Dans le centre de Valparaiso, le calme était revenu, interrompu uniquement par le survol des avions et hélicoptères participant à la lutte contre l'incendie. Une petite brise faisait voler quelques braises sur la ville. "L'incendie a démarré ici. On a d'abord senti la chaleur, puis la fumée, c'était impossible de rester là", dit Silvia Nolan, une habitante de Valparaiso, qui travaille dans le terminal de bus dont un hangar a brûlé. Pendant la nuit de vendredi à samedi, quelque 7.000 habitants ont dû être évacués. Dimanche toutes avaient pu regagner leur domicile.

"Aucune maison détruite"

 Les autorités ont lancé un appel pour demander à la population d'éviter de voyager dans la région. La route principale entre la capitale et Valparaiso a été coupée en raison de la proximité des flammes, qui s'étaient dangereusement approchées des pylônes à haute tension et d'une centrale électrique.

"C'est un incendie complexe en raison du lieu"
, a déclaré Mauricio Bustos, directeur de l'Onemi de Valparaiso. Toutefois, "nous n'avons aucune maison détruite" par l'incendie, a confirmé le vice-ministre de l'Intérieur. La région de Valparaiso avait déjà été ravagée en avril 2014 par un incendie ayant fait 15 morts et des milliers de sinistrés. Plus de 3.000 maisons avaient été détruites par le feu qui avait fait rage pendant huit jours, notamment dans les quartiers les plus pauvres sur les hauteurs de la ville.

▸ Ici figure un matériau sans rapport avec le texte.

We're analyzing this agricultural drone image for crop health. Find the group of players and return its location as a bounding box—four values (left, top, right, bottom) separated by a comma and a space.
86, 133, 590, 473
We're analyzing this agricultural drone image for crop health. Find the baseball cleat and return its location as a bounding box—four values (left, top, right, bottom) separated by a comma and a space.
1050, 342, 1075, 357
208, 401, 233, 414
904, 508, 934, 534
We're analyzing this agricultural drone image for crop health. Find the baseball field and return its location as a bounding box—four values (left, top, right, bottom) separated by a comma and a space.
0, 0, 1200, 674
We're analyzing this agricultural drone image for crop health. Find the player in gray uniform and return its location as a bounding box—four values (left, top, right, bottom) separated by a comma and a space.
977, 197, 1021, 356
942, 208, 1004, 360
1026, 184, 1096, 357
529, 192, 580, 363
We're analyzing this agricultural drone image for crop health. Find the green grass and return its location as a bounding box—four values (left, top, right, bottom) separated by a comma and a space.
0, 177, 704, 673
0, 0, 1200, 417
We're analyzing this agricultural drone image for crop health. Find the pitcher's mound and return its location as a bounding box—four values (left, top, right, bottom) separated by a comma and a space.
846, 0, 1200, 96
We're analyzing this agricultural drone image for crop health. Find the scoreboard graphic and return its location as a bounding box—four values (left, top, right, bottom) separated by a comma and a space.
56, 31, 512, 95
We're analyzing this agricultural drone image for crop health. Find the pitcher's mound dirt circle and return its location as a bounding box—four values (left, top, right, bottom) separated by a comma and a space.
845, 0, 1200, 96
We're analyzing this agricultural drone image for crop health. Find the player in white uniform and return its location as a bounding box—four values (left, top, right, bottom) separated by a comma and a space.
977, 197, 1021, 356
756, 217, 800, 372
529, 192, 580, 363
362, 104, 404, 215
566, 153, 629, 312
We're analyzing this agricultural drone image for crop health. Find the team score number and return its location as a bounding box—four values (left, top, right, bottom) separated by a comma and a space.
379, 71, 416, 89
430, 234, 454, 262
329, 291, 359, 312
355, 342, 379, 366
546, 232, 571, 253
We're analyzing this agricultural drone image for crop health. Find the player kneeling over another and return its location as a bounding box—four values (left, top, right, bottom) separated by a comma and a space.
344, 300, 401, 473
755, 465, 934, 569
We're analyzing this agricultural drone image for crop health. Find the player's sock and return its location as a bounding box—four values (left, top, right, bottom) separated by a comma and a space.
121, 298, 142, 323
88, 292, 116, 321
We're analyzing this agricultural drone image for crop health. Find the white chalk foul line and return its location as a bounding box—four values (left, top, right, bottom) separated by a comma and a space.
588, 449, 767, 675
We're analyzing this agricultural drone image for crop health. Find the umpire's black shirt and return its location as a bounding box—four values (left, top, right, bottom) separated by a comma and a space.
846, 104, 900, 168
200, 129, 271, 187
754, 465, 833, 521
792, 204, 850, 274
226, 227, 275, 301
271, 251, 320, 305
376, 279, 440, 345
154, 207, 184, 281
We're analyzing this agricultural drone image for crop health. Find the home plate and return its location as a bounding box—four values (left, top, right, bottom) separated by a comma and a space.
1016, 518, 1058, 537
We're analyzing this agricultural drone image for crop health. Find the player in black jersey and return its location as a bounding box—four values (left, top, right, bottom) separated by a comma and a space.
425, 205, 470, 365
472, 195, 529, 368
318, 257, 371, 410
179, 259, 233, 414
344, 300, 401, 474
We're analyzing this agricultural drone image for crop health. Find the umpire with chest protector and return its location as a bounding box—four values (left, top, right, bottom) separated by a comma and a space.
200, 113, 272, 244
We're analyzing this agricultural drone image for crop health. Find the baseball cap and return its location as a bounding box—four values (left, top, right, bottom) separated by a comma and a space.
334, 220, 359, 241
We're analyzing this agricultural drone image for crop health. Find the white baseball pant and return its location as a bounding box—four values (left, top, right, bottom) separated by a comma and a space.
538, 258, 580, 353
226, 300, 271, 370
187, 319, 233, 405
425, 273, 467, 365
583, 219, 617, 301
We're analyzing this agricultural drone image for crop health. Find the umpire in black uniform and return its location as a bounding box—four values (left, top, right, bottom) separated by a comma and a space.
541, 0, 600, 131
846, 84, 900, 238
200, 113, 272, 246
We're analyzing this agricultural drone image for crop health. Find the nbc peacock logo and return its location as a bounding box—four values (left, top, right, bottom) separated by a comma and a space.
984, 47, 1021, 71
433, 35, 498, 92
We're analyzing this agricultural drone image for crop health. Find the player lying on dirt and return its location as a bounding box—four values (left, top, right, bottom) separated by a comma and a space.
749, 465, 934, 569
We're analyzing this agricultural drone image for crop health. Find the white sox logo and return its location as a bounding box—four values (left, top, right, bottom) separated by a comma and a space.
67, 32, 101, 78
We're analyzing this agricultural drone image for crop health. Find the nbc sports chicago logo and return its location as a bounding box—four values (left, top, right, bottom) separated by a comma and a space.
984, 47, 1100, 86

Il reste à ce jour la plus grande catastrophe de ce genre ayant touché ce port pittoresque, classé par l'Unesco au patrimoine de l'Humanité et célèbre pour ses collines, ses ruelles escarpées et ses maisons colorées. "Cette situation angoisse la population, qui vit encore dans le souvenir de l'incendie de l'an passé", a déclaré le maire Jorge Castro à la presse.